Combinatorial interpretation of a sum with Stirling numbers $$\sum_{i,j}{n\brack i+j}\binom{i+j}i$$
Does this have a combinatorial interpretation? I don't see how to use Stirling numbers of the first kind in interpretations. I know that the answer is $(n+1)!$ , but the original question didn't provide it.
 A: I'm not sure about a direct combinatorial proof, but the solution can be easily obtained by taking $k=i+j$ and using the known formula $\sum_{k} \genfrac[]{0pt}{}{n}{k} x^k = x^{\overline{n}}$, where $x^{\overline{n}}$ denotes the rising factorial.
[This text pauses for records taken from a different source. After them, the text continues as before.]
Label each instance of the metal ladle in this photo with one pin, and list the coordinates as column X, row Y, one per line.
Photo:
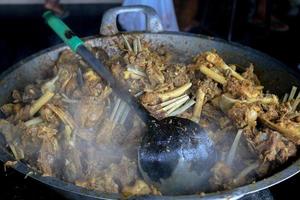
column 176, row 154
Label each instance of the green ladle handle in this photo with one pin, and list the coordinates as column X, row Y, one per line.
column 63, row 31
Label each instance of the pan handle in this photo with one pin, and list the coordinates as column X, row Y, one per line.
column 109, row 25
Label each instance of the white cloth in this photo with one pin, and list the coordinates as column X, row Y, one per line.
column 136, row 21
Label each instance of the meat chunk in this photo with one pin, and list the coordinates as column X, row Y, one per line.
column 272, row 146
column 242, row 89
column 244, row 114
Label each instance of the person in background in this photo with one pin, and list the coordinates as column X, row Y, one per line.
column 259, row 16
column 137, row 21
column 186, row 12
column 55, row 7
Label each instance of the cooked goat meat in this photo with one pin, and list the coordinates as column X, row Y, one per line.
column 242, row 89
column 244, row 114
column 177, row 75
column 72, row 126
column 249, row 75
column 154, row 75
column 272, row 146
column 31, row 92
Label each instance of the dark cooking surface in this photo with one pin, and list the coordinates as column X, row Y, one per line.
column 13, row 47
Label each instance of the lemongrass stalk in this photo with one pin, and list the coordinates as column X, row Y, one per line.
column 65, row 117
column 213, row 75
column 33, row 121
column 284, row 99
column 175, row 93
column 199, row 104
column 292, row 93
column 172, row 105
column 127, row 45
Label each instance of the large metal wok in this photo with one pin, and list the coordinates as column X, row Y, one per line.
column 275, row 76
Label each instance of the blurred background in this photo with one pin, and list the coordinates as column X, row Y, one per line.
column 271, row 26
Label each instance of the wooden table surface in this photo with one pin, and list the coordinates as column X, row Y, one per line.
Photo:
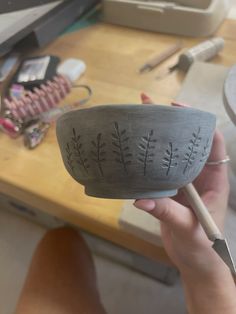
column 113, row 55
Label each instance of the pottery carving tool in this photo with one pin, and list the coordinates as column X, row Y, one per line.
column 220, row 244
column 202, row 52
column 155, row 61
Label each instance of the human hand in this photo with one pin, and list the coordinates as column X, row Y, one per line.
column 183, row 237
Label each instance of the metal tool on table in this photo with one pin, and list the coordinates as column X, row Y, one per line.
column 220, row 244
column 202, row 52
column 155, row 61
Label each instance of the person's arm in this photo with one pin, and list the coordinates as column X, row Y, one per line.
column 208, row 284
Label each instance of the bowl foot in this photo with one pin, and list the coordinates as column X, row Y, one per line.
column 121, row 193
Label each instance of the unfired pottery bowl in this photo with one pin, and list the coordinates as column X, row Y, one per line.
column 135, row 151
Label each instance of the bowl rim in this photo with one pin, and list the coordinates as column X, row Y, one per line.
column 73, row 113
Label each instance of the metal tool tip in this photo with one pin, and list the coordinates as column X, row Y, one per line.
column 222, row 249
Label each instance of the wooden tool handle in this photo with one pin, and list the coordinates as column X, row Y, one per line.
column 202, row 213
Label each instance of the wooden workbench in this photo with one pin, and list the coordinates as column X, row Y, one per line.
column 113, row 55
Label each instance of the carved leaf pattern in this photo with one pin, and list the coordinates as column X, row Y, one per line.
column 206, row 150
column 79, row 152
column 121, row 147
column 193, row 147
column 146, row 145
column 69, row 157
column 170, row 159
column 99, row 153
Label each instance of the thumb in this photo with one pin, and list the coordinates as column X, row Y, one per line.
column 179, row 218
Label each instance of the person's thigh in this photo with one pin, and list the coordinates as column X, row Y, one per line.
column 61, row 278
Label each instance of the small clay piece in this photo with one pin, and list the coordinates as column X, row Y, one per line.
column 229, row 94
column 135, row 151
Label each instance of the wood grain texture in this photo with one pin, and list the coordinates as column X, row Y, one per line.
column 113, row 56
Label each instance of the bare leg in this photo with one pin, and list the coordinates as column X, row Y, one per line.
column 61, row 278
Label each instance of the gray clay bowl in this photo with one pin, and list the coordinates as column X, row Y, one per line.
column 135, row 151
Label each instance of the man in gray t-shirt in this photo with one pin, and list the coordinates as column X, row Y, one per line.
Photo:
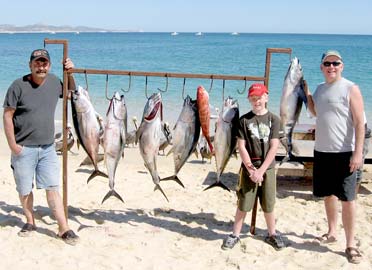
column 29, row 109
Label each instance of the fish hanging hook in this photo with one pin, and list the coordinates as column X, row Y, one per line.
column 223, row 90
column 106, row 89
column 146, row 88
column 129, row 84
column 86, row 79
column 183, row 88
column 166, row 86
column 245, row 87
column 211, row 86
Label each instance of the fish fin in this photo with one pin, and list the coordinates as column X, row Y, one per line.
column 158, row 187
column 175, row 178
column 217, row 184
column 112, row 192
column 96, row 173
column 170, row 151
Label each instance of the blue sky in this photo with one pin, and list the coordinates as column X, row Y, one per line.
column 272, row 16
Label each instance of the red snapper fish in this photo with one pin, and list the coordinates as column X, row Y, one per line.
column 202, row 100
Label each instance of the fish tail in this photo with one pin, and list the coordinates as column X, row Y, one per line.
column 290, row 158
column 175, row 178
column 210, row 146
column 157, row 186
column 217, row 184
column 112, row 192
column 96, row 173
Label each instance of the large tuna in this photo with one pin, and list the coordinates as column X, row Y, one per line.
column 114, row 139
column 186, row 134
column 202, row 99
column 225, row 138
column 148, row 136
column 293, row 96
column 87, row 127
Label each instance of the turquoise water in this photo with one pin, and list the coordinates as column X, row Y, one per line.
column 221, row 53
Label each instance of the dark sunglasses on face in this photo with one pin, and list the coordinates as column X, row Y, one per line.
column 328, row 64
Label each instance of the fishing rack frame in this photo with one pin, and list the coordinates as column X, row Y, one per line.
column 66, row 73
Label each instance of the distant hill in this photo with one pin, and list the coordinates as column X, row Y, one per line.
column 43, row 28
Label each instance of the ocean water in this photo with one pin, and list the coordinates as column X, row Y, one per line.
column 211, row 53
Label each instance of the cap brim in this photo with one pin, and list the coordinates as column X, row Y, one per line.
column 40, row 57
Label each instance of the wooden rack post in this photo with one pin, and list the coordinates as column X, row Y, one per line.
column 64, row 121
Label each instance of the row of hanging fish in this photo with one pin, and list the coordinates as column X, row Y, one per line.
column 192, row 126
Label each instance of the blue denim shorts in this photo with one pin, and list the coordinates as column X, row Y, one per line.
column 36, row 162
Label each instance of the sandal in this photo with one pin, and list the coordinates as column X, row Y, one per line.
column 275, row 241
column 27, row 230
column 353, row 255
column 326, row 239
column 69, row 237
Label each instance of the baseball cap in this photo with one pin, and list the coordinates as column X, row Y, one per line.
column 39, row 53
column 329, row 53
column 257, row 89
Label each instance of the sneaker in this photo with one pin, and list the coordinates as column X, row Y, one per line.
column 275, row 241
column 230, row 242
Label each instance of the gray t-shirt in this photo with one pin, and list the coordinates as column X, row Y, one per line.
column 334, row 122
column 257, row 131
column 34, row 109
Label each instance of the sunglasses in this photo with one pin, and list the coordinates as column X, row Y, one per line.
column 328, row 64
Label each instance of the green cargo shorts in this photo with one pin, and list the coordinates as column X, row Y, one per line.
column 247, row 190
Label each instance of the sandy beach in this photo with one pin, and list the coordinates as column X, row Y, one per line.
column 147, row 232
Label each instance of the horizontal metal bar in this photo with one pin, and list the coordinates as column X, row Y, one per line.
column 279, row 50
column 167, row 74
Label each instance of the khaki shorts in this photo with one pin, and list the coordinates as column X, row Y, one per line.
column 247, row 190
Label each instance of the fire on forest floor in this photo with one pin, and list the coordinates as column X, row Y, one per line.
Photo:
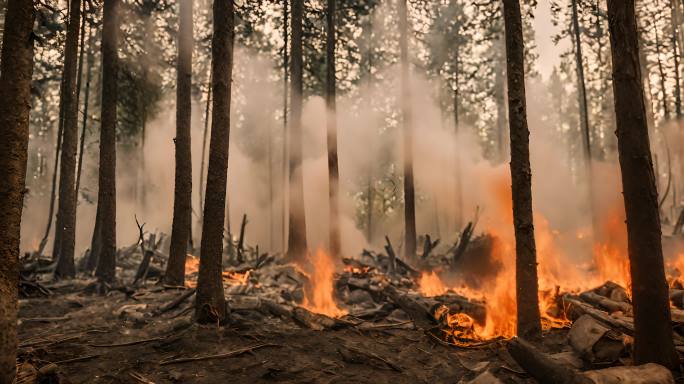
column 375, row 318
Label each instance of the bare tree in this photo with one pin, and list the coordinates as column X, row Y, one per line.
column 653, row 331
column 407, row 121
column 66, row 212
column 529, row 322
column 182, row 202
column 15, row 103
column 333, row 169
column 106, row 196
column 210, row 305
column 296, row 244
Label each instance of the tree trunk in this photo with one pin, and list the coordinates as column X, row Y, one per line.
column 407, row 121
column 210, row 305
column 86, row 104
column 529, row 323
column 15, row 102
column 333, row 169
column 182, row 200
column 653, row 330
column 296, row 247
column 66, row 212
column 106, row 196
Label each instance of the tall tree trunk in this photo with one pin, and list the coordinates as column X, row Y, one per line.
column 86, row 103
column 182, row 200
column 529, row 323
column 15, row 104
column 200, row 188
column 296, row 247
column 210, row 304
column 653, row 331
column 407, row 121
column 66, row 212
column 106, row 196
column 333, row 168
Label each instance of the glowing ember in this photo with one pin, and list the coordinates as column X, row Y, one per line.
column 237, row 277
column 320, row 299
column 431, row 284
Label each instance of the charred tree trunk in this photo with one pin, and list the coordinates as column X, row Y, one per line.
column 106, row 196
column 86, row 104
column 210, row 305
column 296, row 247
column 286, row 82
column 653, row 331
column 182, row 201
column 333, row 169
column 15, row 102
column 529, row 323
column 66, row 212
column 407, row 121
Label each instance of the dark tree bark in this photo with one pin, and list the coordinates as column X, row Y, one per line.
column 653, row 331
column 296, row 245
column 529, row 323
column 407, row 121
column 15, row 104
column 210, row 304
column 106, row 196
column 182, row 202
column 333, row 169
column 66, row 212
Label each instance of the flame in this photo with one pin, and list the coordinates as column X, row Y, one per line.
column 240, row 278
column 431, row 284
column 321, row 295
column 610, row 251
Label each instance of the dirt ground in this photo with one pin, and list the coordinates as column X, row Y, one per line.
column 118, row 339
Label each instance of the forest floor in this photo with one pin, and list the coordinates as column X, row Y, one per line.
column 106, row 339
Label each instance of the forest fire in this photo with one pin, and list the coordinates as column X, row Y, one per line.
column 319, row 293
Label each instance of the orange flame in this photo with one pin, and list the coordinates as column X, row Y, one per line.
column 322, row 300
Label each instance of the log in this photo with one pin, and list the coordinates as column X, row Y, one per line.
column 541, row 366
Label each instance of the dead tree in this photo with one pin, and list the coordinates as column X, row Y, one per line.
column 210, row 304
column 333, row 169
column 106, row 196
column 182, row 201
column 529, row 323
column 407, row 121
column 66, row 212
column 296, row 247
column 15, row 96
column 653, row 330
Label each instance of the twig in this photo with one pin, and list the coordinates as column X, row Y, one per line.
column 236, row 352
column 135, row 342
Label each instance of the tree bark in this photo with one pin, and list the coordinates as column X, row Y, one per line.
column 407, row 122
column 210, row 304
column 15, row 104
column 529, row 323
column 182, row 201
column 296, row 247
column 653, row 331
column 106, row 196
column 333, row 168
column 66, row 211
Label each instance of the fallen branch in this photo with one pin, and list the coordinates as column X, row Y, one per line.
column 234, row 353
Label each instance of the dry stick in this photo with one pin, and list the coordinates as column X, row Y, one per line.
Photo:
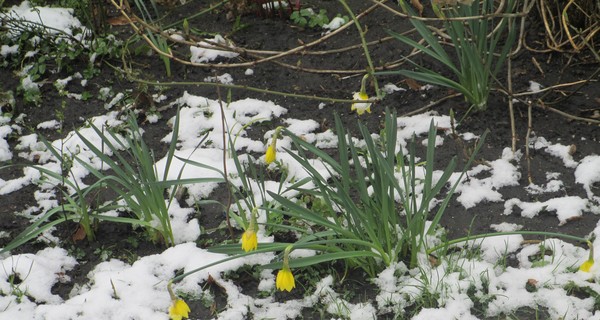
column 543, row 106
column 511, row 110
column 431, row 105
column 361, row 34
column 242, row 51
column 529, row 127
column 225, row 174
column 527, row 6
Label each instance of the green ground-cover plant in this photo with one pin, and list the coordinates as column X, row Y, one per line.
column 40, row 52
column 482, row 35
column 132, row 176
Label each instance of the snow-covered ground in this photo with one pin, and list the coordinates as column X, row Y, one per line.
column 118, row 290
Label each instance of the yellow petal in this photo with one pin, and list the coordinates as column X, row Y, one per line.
column 270, row 154
column 285, row 280
column 178, row 310
column 586, row 266
column 249, row 240
column 360, row 108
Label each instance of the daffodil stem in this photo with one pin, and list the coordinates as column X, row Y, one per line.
column 361, row 33
column 253, row 220
column 286, row 258
column 171, row 293
column 363, row 84
column 495, row 234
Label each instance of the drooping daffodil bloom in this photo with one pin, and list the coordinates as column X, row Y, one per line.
column 271, row 153
column 285, row 278
column 178, row 309
column 361, row 107
column 589, row 263
column 249, row 241
column 249, row 238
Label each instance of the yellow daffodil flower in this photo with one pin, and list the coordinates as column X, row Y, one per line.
column 249, row 240
column 361, row 107
column 271, row 154
column 587, row 265
column 179, row 310
column 285, row 280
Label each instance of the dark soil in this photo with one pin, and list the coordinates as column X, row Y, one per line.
column 260, row 33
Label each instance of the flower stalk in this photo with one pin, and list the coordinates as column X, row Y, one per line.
column 249, row 238
column 362, row 107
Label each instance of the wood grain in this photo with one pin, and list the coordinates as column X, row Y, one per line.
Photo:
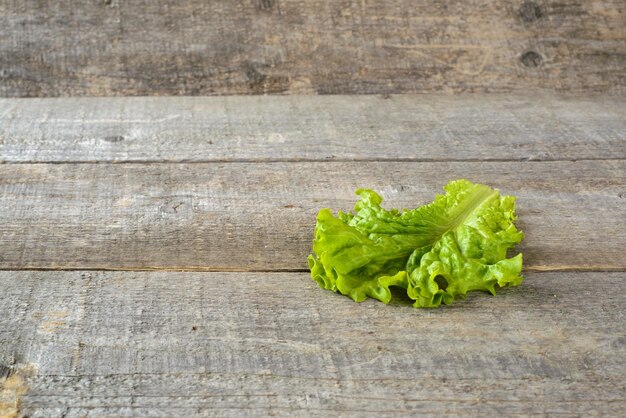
column 193, row 47
column 406, row 127
column 225, row 344
column 260, row 216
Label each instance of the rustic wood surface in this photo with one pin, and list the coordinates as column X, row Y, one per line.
column 407, row 127
column 260, row 216
column 194, row 47
column 234, row 183
column 164, row 343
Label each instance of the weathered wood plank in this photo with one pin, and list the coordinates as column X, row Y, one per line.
column 194, row 47
column 223, row 344
column 260, row 216
column 408, row 127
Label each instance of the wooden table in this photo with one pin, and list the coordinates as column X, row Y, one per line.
column 153, row 255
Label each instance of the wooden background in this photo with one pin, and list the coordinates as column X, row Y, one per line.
column 153, row 249
column 197, row 47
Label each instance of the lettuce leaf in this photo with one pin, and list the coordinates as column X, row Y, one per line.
column 437, row 252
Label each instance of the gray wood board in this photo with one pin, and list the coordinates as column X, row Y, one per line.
column 194, row 47
column 223, row 344
column 260, row 216
column 407, row 127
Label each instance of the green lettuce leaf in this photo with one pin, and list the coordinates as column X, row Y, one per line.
column 437, row 252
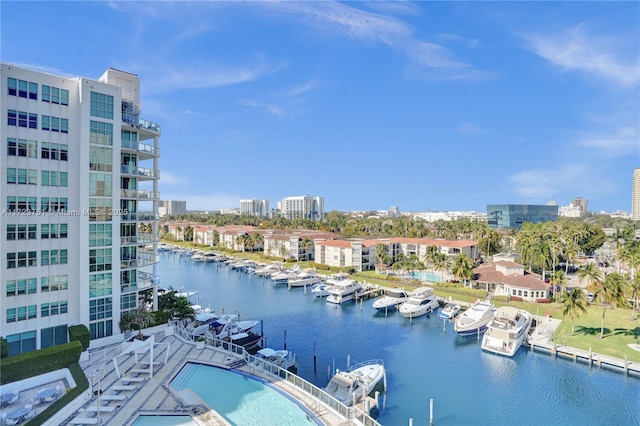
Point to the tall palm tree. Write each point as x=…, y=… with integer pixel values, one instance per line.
x=573, y=304
x=609, y=293
x=462, y=268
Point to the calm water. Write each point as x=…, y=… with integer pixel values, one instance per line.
x=238, y=399
x=424, y=359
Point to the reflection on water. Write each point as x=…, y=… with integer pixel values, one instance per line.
x=424, y=358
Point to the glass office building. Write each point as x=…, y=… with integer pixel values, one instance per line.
x=512, y=216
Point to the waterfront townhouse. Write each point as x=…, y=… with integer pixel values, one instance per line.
x=78, y=224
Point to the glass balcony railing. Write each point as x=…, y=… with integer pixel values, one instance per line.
x=139, y=239
x=141, y=147
x=131, y=169
x=140, y=217
x=139, y=123
x=139, y=194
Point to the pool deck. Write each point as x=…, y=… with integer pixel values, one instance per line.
x=141, y=395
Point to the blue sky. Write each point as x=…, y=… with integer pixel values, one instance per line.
x=425, y=106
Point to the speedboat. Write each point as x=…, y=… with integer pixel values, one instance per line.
x=344, y=291
x=282, y=278
x=450, y=311
x=361, y=380
x=474, y=320
x=304, y=278
x=320, y=290
x=421, y=302
x=506, y=331
x=391, y=300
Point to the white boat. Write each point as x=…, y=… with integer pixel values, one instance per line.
x=450, y=311
x=391, y=300
x=421, y=302
x=506, y=331
x=350, y=386
x=474, y=320
x=320, y=290
x=305, y=278
x=344, y=291
x=282, y=277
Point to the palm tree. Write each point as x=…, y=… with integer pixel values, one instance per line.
x=462, y=268
x=609, y=293
x=590, y=273
x=573, y=304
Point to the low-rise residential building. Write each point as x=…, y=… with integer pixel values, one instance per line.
x=509, y=279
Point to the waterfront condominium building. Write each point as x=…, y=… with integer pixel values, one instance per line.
x=254, y=207
x=635, y=195
x=168, y=208
x=512, y=216
x=303, y=206
x=78, y=228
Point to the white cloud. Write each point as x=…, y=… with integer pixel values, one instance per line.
x=470, y=129
x=267, y=107
x=620, y=142
x=574, y=49
x=206, y=75
x=168, y=177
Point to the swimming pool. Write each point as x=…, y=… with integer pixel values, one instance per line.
x=426, y=276
x=164, y=420
x=240, y=399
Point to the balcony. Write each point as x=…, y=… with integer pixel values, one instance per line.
x=139, y=239
x=135, y=121
x=143, y=259
x=140, y=217
x=144, y=151
x=139, y=194
x=140, y=172
x=145, y=281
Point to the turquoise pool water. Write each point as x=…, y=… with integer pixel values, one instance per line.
x=241, y=400
x=426, y=276
x=164, y=421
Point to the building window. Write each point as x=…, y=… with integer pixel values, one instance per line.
x=54, y=151
x=101, y=105
x=55, y=95
x=54, y=204
x=21, y=204
x=23, y=286
x=100, y=159
x=100, y=184
x=54, y=283
x=52, y=178
x=100, y=260
x=101, y=133
x=100, y=285
x=22, y=148
x=53, y=257
x=21, y=342
x=100, y=234
x=53, y=336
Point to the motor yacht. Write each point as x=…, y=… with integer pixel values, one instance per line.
x=350, y=386
x=393, y=298
x=506, y=331
x=421, y=302
x=474, y=320
x=344, y=291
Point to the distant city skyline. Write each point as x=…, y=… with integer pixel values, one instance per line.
x=428, y=106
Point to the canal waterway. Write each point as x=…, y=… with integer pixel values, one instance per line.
x=424, y=358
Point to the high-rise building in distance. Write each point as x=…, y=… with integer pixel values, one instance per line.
x=75, y=158
x=635, y=195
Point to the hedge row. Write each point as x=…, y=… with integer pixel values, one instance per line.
x=80, y=333
x=30, y=364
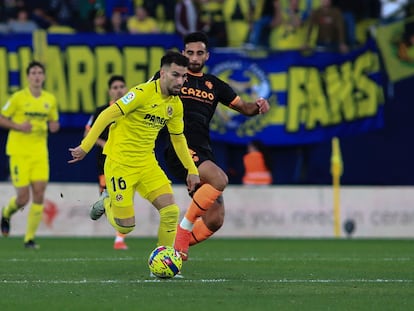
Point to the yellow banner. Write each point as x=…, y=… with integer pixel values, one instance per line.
x=396, y=45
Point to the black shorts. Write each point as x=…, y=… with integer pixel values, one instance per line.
x=174, y=165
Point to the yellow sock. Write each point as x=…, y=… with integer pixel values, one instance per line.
x=10, y=208
x=168, y=225
x=200, y=232
x=33, y=220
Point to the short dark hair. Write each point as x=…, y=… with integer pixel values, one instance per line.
x=114, y=78
x=197, y=36
x=35, y=63
x=174, y=57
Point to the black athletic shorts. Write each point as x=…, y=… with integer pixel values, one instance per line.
x=174, y=165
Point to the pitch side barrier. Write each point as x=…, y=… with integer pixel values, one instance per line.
x=274, y=212
x=313, y=97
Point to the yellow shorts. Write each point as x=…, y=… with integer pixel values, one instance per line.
x=26, y=169
x=123, y=181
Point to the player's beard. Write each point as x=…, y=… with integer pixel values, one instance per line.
x=174, y=90
x=195, y=67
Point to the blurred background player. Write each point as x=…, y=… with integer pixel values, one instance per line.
x=29, y=115
x=117, y=88
x=130, y=164
x=206, y=212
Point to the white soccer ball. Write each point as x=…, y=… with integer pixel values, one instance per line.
x=165, y=262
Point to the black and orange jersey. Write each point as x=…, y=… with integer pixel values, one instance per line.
x=201, y=94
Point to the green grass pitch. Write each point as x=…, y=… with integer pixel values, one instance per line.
x=221, y=274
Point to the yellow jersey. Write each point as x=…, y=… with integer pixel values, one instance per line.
x=23, y=106
x=145, y=112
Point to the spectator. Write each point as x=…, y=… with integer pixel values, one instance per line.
x=349, y=9
x=100, y=23
x=392, y=10
x=141, y=22
x=270, y=18
x=163, y=11
x=117, y=23
x=329, y=23
x=186, y=17
x=64, y=12
x=212, y=17
x=125, y=7
x=22, y=23
x=257, y=165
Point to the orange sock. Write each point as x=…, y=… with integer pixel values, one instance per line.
x=200, y=232
x=203, y=199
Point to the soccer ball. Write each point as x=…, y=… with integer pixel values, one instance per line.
x=165, y=262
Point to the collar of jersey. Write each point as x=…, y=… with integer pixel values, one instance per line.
x=197, y=74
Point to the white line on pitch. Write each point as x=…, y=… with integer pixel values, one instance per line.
x=203, y=281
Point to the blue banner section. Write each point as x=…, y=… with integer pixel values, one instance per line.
x=313, y=97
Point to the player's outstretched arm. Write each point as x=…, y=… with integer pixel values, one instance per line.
x=260, y=106
x=106, y=117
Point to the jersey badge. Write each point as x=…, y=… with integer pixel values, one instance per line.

$$\sum_{i,j} \genfrac[]{0pt}{}{n}{i+j} \binom{i+j}{i} = \sum_{k} \genfrac[]{0pt}{}{n}{k} \sum_{i} \binom{k}{i} = \sum_{k} \genfrac[]{0pt}{}{n}{k} 2^k = 2^{\overline{n}} = (n+1)!$$
A: Here's a combinatorial proof.  Both sides count the number of ways to partition $n$ numbers into two ordered lists, a first list and a second list.
For the left side, $\genfrac[]{0pt}{}{n}{i+j}$ partitions the $n$ numbers into $i+j$ disjoint cycles.  Then $\binom{i+j}{i}$ chooses $i$ of these cycles.  Since a permutation can be uniquely expressed as a set of disjoint cycles, this creates the first ordered list from the numbers in the $i$ cycles chosen.  Similarly, the leftover $j$ cycles form the second ordered list from the rest of the $n$ numbers.  Summing over all possible values of $i$ and $j$ gives the number of ways to partition the $n$ numbers into a first ordered list and a second ordered list.
For the right side, add a new symbol the the $n$ numbers, like *.  Then create a permutation on these $n+1$ symbols.  This can be done in $(n+1)!$ ways.  The * symbol separates the first ordered list from the second ordered list.